Il Conto di Economico di Equilibrio e il Conto Economico integrato del Recupero del Tasso Inflativo 2019-2011

  • Il 2019 è distante dall’Equilibrio Economico di -10,5 p% di Margine Operativo Lordo e di -7,6 p% di Risultato Netto
  • Se si recuperasse solo l’inflazione 2019-2011, ossia a parità di potere d’acquisto 2011 operando in condizioni di omogeneità del metro monetario, pari al 9,41% cumulato sulla tariffa (che si rammenta essere invariata dal 2008, e in tal caso il recupero inflativo cumulato sarebbe pari al +15,63%), il sistema Centri Revisione Puri sarebbe, grazie ai continui miglioramenti gestionali, in Equilibrio Economico

5 – Analisi Economico Finanziaria 2024-2020

  • Il Valore della Produzione si riduce nel 2020 per effetto minori volumi recuperati al 50% nel 2021 (in assenza di incrementi di prezzi della revisione, volumi costanti negli anni a seguire
  • Il Valore Aggiunto peggiora di -5,8 punti % (dal 43,3% al 37,5%)
  • Il Margine Operativo Lordo peggiora, causa costo del lavoro non compensato dal prezzo della revisione, di -9,4 punti % dal 9,1% al -0,3%
  • Il Risultato Netto è negativo e peggiora di -7,7 punti % dal -0,2% del 2019 al -7,9% del 2024
  • Tali perdite economiche richiederanno nuove risorse finanziarie a copertura, da parte degli azionisti o delle banche

  • Il Margine Operativo Lordo si erode progressivamente sino alla negatività rispetto ad un Valore della Produzione che non incrementa
  • Il Risultato Netto è, tranne il 2021 per recupero parziale dei volumi persi nel 2020, costantemente negativo

  • Il Risultato Operativo Lordo si riduce del -366,3% in 5 anni e a parità di altre condizioni:
  • il costo degli acquisti contribuisce ad un peggioramento del Rol pari al -38,2%;
  • l’appesantimento del costo del lavoro contribuisce negativamente sul Rol per il -147,6%;
  • i costi per servizi contribuiscono negativamente sul Rol per il -200,2%;
  • gli altri costi hanno un impatto positivo sul Risultato Operativo Lordo del +9,4%;
  • gli ammortamenti impattano positivamente sul Risultato Operativo Lordo per il +10,3%.

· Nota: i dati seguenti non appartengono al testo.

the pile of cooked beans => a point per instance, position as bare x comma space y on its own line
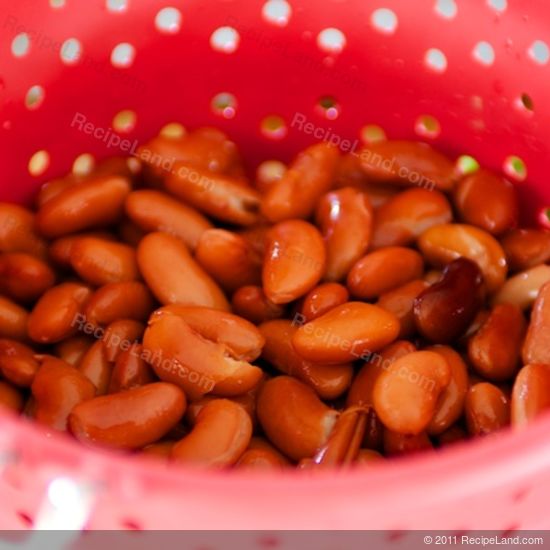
334, 311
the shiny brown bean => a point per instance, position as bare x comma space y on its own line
174, 276
442, 244
229, 258
56, 315
530, 394
344, 218
130, 419
495, 350
91, 204
100, 262
487, 409
13, 320
488, 201
384, 270
251, 303
155, 211
526, 248
407, 163
295, 261
24, 277
131, 300
309, 176
444, 310
406, 216
57, 388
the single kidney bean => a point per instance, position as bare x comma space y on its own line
17, 363
401, 220
346, 333
10, 398
24, 277
522, 289
96, 368
221, 435
130, 419
321, 299
530, 394
294, 262
131, 300
344, 218
72, 350
13, 320
407, 163
183, 355
536, 347
451, 402
400, 444
487, 409
328, 381
260, 455
222, 197
130, 370
444, 310
229, 258
406, 394
488, 201
119, 337
495, 350
56, 315
443, 243
251, 303
400, 302
155, 211
91, 204
384, 270
61, 249
241, 337
174, 276
309, 176
526, 248
57, 388
100, 262
294, 419
17, 231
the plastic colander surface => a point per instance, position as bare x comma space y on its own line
470, 76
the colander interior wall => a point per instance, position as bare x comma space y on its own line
470, 77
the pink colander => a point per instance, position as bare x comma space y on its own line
79, 77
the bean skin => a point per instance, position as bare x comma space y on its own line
444, 310
57, 389
495, 350
487, 409
345, 221
346, 333
294, 262
155, 211
530, 394
384, 270
100, 262
174, 276
55, 316
130, 419
404, 163
488, 201
91, 204
536, 348
443, 243
220, 437
309, 176
24, 277
406, 216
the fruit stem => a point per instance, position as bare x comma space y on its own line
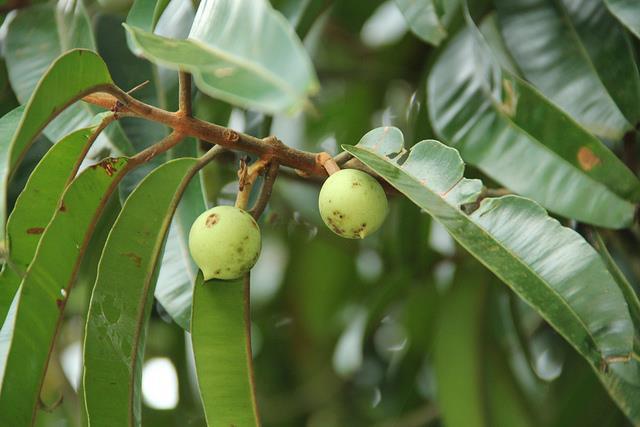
184, 100
327, 162
265, 190
246, 178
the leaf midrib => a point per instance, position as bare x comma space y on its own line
486, 233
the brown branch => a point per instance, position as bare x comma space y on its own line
265, 190
149, 153
247, 177
190, 126
184, 101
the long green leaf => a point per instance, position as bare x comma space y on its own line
575, 53
263, 67
52, 31
627, 12
8, 125
222, 352
428, 18
46, 287
458, 359
549, 266
178, 272
512, 133
35, 207
123, 296
54, 92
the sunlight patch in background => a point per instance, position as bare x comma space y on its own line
386, 26
159, 384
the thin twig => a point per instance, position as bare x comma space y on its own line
184, 101
247, 177
191, 126
265, 190
149, 153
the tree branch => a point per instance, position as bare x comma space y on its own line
189, 126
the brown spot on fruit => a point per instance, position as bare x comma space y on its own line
211, 220
587, 159
137, 260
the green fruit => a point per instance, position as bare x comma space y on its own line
352, 204
224, 242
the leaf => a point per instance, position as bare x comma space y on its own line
458, 359
513, 134
262, 67
575, 53
549, 266
55, 91
123, 295
222, 352
51, 31
34, 208
627, 12
8, 124
46, 287
633, 302
428, 18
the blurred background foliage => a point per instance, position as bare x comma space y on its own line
401, 329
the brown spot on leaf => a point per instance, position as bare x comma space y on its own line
137, 260
211, 220
108, 166
587, 159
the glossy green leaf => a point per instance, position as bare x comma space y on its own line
174, 290
627, 290
627, 12
575, 53
178, 272
549, 266
123, 295
52, 31
222, 352
8, 125
458, 356
263, 67
35, 207
511, 132
54, 92
46, 288
428, 18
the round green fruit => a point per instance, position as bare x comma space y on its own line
352, 204
224, 242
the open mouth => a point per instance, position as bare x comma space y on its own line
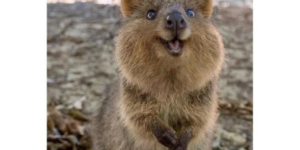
174, 47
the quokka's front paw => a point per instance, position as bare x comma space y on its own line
183, 141
167, 136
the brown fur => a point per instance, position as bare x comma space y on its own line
162, 102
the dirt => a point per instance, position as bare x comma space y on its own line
81, 39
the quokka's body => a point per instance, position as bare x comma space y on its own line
169, 56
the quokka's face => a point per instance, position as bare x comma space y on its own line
167, 26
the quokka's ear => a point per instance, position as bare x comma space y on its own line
128, 6
207, 7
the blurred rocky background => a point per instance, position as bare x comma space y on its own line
81, 37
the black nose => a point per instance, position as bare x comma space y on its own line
175, 21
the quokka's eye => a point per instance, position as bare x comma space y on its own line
190, 13
151, 14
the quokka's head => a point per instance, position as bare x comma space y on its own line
167, 24
168, 39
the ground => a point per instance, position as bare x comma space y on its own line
81, 39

6 – Valutazione di Sintesi

In sintesi:

  • contrazione del Valore della Produzione dei Centri Revisione Puri, in presenza tariffa della revisione bloccata dal 2008 e di operatori con officina/carrozzeria;
  • struttura dei costi sempre più rigida per aumento costante dei costi fissi;
  • minor valore aggiunto creato dal lavoro per incremento del costo del lavoro a parità di prezzo della revisione;
  • rendimenti del Valore della Produzione e del Patrimonio Netto incongrui e in costante flessione;
  • autofinanziamento insufficiente rispetto agli investimenti necessari (che inoltre per essere effettuati devono far intravedere una prospettiva di rendimento congruo);
  • remunerazione degli azionisti non congrua rispetto al rischio imprenditoriale e al capitale investito;
  • in assenza di tempestivi interventi di congruità economica il sistema dei Centri Revisione Puri è destinato a non poter più svolgere la propria attività per anti-economicità;
  • a partire dal 2020 i Centri Revisione Puri sono nell’impossibilità di realizzare un risultato economico positivo e dal 2022 le perdite d’esercizio aumenteranno in misura tale da compromettere l’esistenza stessa dell’impresa.